Die rheumatoide Arthritis (RA) ist eine chronisch entzündliche Autoimmunerkrankung, die zu einer fortschreitenden Zerstörung des Knorpels und Knochens in Gelenken führt. Fibroblasten-ähnliche Synoviozyten (FLS) spielen eine zentrale Rolle in der progressiven Zerstörung des Gelenkknorpels. Im Krankheitsverlauf nehmen sie einen invasiven tumorähnlichen Phänotyp an, der morphologisch durch Invadopodien-ähnliche Adhäsionsstrukturen charakterisiert ist, mit denen die FLS in den vorgeschädigten Knorpel eindringen. Als ein Schlüsselelement enthalten diese Invadopodien-ähnlichen Strukturen b1 Integrine, die den Kontakt zwischen den FLS und der extrazellulären Matrix (EZM) des Knorpels vermitteln. Vorläufige Daten unserer Gruppen weisen den Integrinen a2b1 und a11b1 eine besondere Rolle in der Bildung und Funktion der Invadopodien-ähnlichen Adhäsionsstrukturen zu.

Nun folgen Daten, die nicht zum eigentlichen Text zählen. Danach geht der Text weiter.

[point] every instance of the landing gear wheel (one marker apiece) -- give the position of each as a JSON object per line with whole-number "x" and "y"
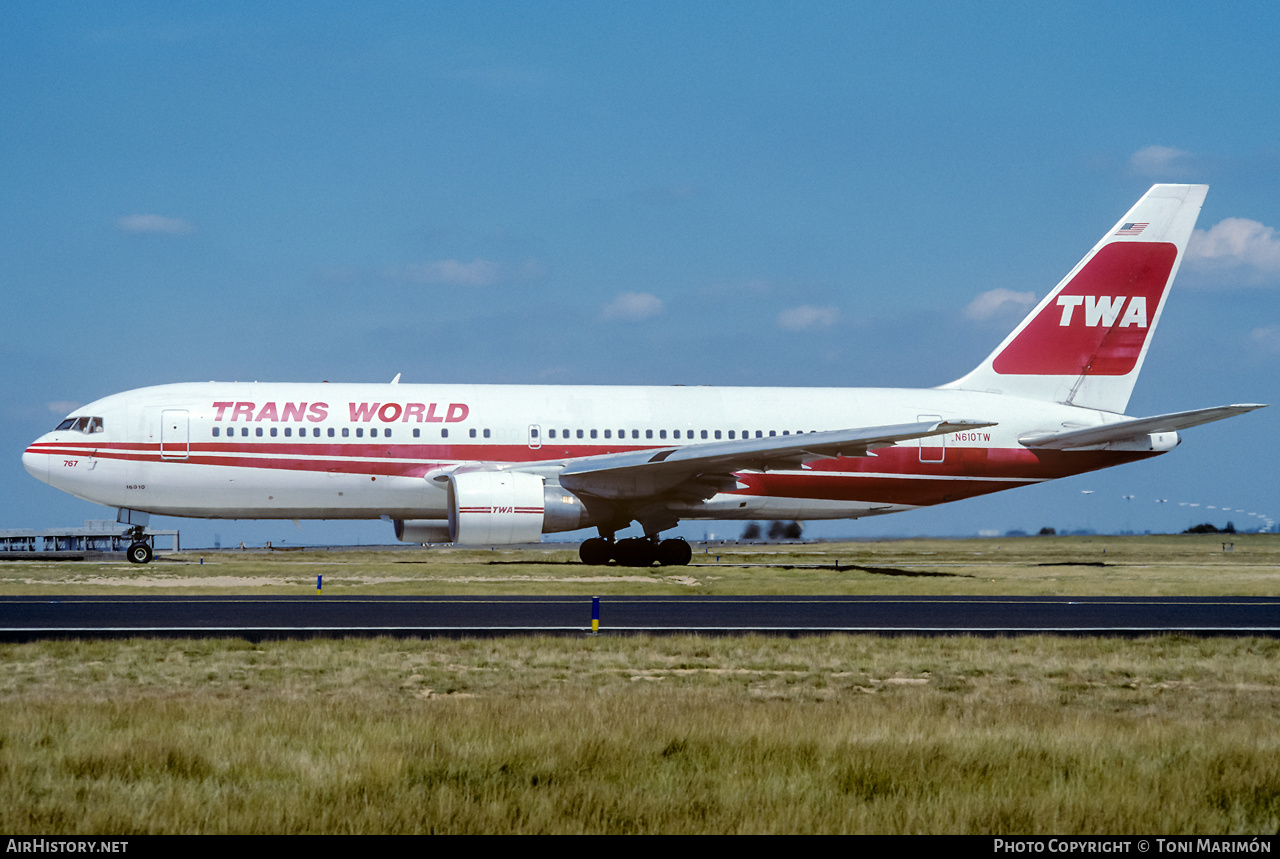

An Proben von RA Patienten und an etablierten RA-Mausmodellen werden wir die Hypothese überprüfen, ob die Ausbildung der Invadopodien-ähnlichen Strukturen in arthritischen FLS mit der Schwere der Erkrankung korreliert, und ob und in welcher Weise der Verlust oder die Hemmung der Integrine a2b1 und a11b1 den invasiven Phänotyp von FLS beeinflusst und dadurch die Invadopodien-vermittelte Knorpeldestruktion verändert. Die in vivo Untersuchungen werden gestützt durch hochauflösende Bildgebung, komplexe Zellkulturmodelle und systembiologische Analysen.

Unser Langzeit-Ziel ist die Identifikation von Zielmolekülen und Signalwegen, die genutzt werden können, um die Entstehung des invasiven FLS Phänotyps und rheumatoide Gelenkzerstörungen zu verhindern.